SECTION 2: TYPING

There are many definitions of type (and class and related concepts). Many authors define the terms as applied by their particular approach or language, however we shall proceed in the face of this diversity.

References:

[Blair 89] Some Typing Topics.
[Booch 91] Small Section on Typing.
[Cardelli 85] Discussion on Object-Oriented Typing.
[Gunter 94] Theoretical Aspects of Object-Oriented Programming.
[Kim 89, ch1] Discussion on Some Research Topics.

2.1) What Is Polymorphism?

Polymorphism is a ubiquitous concept in object-oriented programming and is defined in many ways, so many definitions are presented from: Websters', Author, Strachey, Cardelli and Wegner, Booch, Meyer, Stroustrup, and Rumbaugh. Polymorphism is often considered the most powerful facility of an OOPL.

Webster's New World Dictionary

Polymorphism 1. State or condition of being polymorphous. 2. Cryall. crystallization into 2 or more chemically identical but crystallographically distinct forms. 3. Zool., Bot. existence of an animal or plant in several forms or color varieties.

polymorphous adj. having, assuming, or passing through many or various forms, stages, or the like. Also, polymorphic. [Gk polymorphous multiform]

Author's Definition

Polymorphism is the ability of an object (or reference) to assume (be replaced by) or become many different forms of object.
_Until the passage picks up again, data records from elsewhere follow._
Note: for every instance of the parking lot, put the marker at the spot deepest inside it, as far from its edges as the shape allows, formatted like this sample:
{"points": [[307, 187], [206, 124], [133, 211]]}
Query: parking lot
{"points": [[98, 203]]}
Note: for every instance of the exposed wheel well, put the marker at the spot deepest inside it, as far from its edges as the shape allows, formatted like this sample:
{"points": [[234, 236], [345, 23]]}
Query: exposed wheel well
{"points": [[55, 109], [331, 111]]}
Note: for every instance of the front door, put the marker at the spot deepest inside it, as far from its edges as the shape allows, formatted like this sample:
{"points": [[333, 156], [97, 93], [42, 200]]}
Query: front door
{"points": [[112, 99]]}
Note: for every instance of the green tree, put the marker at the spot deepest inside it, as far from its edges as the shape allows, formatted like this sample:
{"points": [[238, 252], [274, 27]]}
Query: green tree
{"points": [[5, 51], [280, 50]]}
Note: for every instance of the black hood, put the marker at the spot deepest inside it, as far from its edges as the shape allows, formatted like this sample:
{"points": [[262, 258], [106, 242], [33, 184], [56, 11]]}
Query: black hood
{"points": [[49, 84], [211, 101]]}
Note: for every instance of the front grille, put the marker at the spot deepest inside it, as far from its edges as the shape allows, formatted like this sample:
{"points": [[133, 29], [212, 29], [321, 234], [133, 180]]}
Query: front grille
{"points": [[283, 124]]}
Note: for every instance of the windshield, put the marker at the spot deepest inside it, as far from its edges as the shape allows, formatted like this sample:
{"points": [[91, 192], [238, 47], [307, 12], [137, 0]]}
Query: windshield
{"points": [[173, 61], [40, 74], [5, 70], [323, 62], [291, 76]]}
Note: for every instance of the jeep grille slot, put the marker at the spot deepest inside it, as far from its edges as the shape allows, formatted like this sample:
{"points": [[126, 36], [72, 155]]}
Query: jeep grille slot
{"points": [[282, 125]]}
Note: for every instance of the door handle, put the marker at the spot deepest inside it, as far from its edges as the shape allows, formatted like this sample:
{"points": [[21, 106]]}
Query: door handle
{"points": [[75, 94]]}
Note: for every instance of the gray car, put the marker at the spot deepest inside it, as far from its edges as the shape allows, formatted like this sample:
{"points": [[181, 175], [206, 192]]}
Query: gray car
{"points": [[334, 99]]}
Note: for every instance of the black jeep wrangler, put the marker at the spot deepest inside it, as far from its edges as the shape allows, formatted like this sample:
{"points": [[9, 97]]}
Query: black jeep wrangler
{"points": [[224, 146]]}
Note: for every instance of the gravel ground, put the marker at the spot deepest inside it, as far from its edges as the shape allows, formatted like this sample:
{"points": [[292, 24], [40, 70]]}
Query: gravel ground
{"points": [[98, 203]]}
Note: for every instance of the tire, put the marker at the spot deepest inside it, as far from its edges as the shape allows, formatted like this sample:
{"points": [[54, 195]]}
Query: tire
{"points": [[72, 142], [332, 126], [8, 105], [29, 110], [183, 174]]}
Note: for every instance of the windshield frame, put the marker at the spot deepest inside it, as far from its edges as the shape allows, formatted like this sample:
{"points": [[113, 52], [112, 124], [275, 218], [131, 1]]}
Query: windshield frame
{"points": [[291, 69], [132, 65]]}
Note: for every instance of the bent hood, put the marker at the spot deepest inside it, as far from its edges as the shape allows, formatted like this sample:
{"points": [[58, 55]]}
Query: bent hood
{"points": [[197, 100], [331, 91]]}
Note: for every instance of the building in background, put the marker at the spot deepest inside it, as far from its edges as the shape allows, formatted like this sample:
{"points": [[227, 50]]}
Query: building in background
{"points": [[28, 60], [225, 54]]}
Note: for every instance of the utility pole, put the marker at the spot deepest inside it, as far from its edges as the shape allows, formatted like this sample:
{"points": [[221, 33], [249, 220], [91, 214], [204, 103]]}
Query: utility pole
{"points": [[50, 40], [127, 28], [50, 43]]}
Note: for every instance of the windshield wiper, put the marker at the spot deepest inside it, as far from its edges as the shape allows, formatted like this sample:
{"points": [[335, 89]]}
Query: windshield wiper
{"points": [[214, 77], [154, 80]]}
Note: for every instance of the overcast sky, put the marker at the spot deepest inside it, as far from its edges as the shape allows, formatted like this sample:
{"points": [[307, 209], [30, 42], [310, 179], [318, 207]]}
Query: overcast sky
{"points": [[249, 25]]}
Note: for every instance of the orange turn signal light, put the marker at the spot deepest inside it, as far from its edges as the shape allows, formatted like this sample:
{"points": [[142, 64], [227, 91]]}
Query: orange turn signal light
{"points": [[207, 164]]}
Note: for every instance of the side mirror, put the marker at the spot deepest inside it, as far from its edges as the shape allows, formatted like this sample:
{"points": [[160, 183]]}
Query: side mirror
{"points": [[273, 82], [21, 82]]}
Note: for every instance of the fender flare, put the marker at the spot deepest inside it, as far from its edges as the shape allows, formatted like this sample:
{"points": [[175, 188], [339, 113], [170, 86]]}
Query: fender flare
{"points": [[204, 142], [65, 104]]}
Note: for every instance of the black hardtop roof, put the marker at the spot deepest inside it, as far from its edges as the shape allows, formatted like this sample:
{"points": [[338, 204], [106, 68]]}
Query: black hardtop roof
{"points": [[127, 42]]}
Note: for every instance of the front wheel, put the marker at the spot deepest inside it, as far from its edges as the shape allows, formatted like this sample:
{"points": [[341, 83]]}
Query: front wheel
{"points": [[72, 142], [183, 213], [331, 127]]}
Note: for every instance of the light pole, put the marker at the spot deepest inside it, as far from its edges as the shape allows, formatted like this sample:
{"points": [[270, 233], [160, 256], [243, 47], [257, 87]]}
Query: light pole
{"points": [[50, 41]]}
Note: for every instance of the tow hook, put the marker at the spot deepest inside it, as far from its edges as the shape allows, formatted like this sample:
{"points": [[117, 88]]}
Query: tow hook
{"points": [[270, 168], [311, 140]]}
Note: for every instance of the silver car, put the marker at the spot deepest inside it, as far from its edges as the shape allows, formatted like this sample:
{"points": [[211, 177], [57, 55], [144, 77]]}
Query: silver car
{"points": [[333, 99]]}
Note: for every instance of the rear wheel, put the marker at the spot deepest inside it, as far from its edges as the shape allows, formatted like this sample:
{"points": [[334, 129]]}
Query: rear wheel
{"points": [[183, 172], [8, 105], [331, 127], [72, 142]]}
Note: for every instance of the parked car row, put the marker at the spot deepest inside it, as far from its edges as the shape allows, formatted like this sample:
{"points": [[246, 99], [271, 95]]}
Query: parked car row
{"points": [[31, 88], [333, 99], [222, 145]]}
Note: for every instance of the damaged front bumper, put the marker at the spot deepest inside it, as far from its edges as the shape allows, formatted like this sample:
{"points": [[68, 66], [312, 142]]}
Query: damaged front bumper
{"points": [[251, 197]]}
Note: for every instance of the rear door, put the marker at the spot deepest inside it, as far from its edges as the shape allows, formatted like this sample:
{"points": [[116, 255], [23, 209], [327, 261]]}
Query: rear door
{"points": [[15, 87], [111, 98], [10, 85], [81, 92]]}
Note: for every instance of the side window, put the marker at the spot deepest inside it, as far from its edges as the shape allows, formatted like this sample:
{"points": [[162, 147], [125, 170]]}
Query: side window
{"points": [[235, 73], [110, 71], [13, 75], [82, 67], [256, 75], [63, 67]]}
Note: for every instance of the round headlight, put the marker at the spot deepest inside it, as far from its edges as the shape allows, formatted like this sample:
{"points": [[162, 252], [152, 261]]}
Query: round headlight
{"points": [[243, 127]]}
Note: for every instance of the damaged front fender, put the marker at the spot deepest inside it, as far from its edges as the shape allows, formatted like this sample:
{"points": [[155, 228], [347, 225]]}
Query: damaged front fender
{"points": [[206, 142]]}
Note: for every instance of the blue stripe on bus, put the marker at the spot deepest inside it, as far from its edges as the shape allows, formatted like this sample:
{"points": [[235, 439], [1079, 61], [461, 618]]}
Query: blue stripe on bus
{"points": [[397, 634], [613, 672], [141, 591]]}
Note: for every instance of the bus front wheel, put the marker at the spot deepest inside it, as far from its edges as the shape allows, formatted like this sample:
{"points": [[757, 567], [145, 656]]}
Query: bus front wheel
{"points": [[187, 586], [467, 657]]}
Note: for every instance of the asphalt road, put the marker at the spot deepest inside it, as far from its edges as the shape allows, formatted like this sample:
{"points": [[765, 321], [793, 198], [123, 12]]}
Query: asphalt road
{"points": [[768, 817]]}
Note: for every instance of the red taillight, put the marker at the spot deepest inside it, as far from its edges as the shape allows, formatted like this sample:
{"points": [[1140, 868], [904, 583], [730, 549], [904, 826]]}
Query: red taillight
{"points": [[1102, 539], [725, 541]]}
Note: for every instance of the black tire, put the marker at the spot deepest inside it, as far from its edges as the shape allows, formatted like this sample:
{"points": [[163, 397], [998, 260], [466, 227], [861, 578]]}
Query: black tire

Inheritance (or delegation) specifies slightly different or additional structure or behavior for an object, and these more specific or additional attributes of an object of a base class (or type) when assuming or becoming an object of a derived class characterizes object-oriented polymorphism. This is a special case of parametric polymorphism, which allows an object (or reference) to assume or become any object (possibly satisfying some implicit or explicit type constraints (parametric type), or a common structure), with this common structure being provided by base classes or types (subclass and subtype polymorphism, respectively).

"Poly" means "many" and "morph" means "form". The homograph polymorphism has many uses in the sciences, all referring to objects that can take on or assume many different forms. Computer Science refers to Strachey's original definitions of polymorphism, as divided into two major forms, parametric and ad-hoc. Cardelli and Wegner followup with another classification scheme, adding inclusion polymorphism for subtyping and inheritance.

Strachey's Original Definition [Strachey 67]:

"Parametric polymorphism is obtained when a function works uniformly on a range of types; these types normally exhibit some common structure. Ad-hoc polymorphism is obtained when a function works, or appears to work, on several different types (which may not exhibit a common structure) and may behave in unrelated ways for each type."

Parametric polymorphism is also referred to as "true" polymorphism, whereas ad-hoc polymorphism isn't (apparent polymorphism).

Cardelli and Wegner's Definition [Cardelli 85]

C+W refine Strachey's definition by adding "inclusion polymorphism" to model subtypes and subclasses (inheritance). Strachey's parametric polymorphism is divided into parametric and inclusion polymorphism, which are closely related, but separated to draw a clear distinction between the two forms, which are then joined as specializations of the new "Universal" polymorphism.
                                 |-- parametric
                 |-- universal --|
                 |               |-- inclusion
  polymorphism --|
                 |               |-- overloading
                 |-- ad hoc    --|
                                 |-- coercion

Polymorphic Languages: some values and variables may have more than one type.

Polymorphic Functions: functions whose operands (actual parameters) can have more than one type. [...] If we consider a generic function to be a value, it has many functional types and is therefore polymorphic.

Polymorphic Types: types whose operations are applicable to operands of more than one type.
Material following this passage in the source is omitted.